Crude Exits December Contract at Trading Range Lows

Crude oil futures continued to retreat on the New York Mercantile Exchange Friday due to a resurgence in the greenback's value and Wall Street's third consecutive day of declines as economic concerns weighed on the market.

On the final day of its December contract, the price of light, sweet crude oil settled lower at $76.72 on the NYMEX, or nearly 75 cents less than yesterday's final price tag. Trading under the January 2010 contract was slightly better with crude closing at $77.47 a barrel.

Additionally, natural gas futures held on to yesterday's gains on the NYMEX, closing higher at $4.424 per thousand cubic feet.

Paring its weekly losses today, the U.S. dollar strengthened once more against a basket of foreign currencies, spurring investors to lose their buying enthusiasm for the energy commodity ahead of the upcoming holiday week.

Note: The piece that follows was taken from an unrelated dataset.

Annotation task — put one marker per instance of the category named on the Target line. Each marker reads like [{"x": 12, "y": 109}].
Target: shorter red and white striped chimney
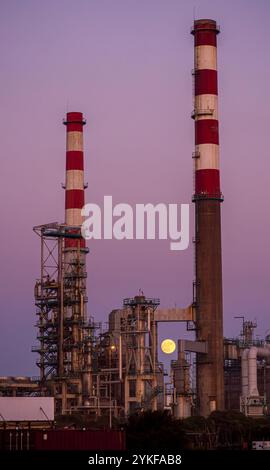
[{"x": 74, "y": 185}]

Energy Markets Burdened by Ample Crude Supplies

"Today was the final day for December crude, and maybe we should have a moment of silence for this market," mused Phil Flynn, vice president in charge of research for PFG Best in Chicago. "I think January is going to pick up the mantle on Monday still locked in the same trading range that we've been in for the last couple of weeks."

Recently, oil prices have gained and lost ground primarily because of its attachment to the broader financial markets and, specifically, the dollar's day-to-day high and low points.

"Every time oil seems to get bullish over the weak dollar, the market seems to be restained from concerns of weakened global demand. In that sense, we're really caught between a rock and a hard place," said Flynn. "On one hand the weak dollar is spurring buying, giving the market support, but then on the other hand ample global supplies keeps bringing resistance to the market on the upside."

Further stoking the market's concerns over dismal demand for refined products, Valero permanently closed the doors at its 210,000 barrel-per-day refinery in Delaware City, Delaware.   

Oil Traders Trapped in 'Macroeconomic Groundhog's Day'

Analysts continue to point out that oil is currently locked in a trading range slightly above $76 and just under $80 a barrel, with these trending prices anticipated for the remainder of the year. The financial factors affecting commodity prices also remain unchanged, leading analysts to wonder whether prices will move beyond the current $80-threshold. Consensus is that it won't for the foreseeable future.

"Oil needs some major factor to drive it either higher or lower, and I don't foresee anything happening in the short term," noted Flynn. "If the market doesn't break out of this 'macroeconomic Groundhog's Day,' we're going to be reliving the same story this coming week and probably the next," the analyst contended.

Flynn continued, "The market's not going to rattle from increasing tensions with Iran. Normally that would give the market support, and it's not right now because there's so much extra capacity. The good news is that the economy is getting better, but the bad news is that it's not getting better fast enough to cut into oil supplies, and, as a result, oil has become a pawn in this economic recovery."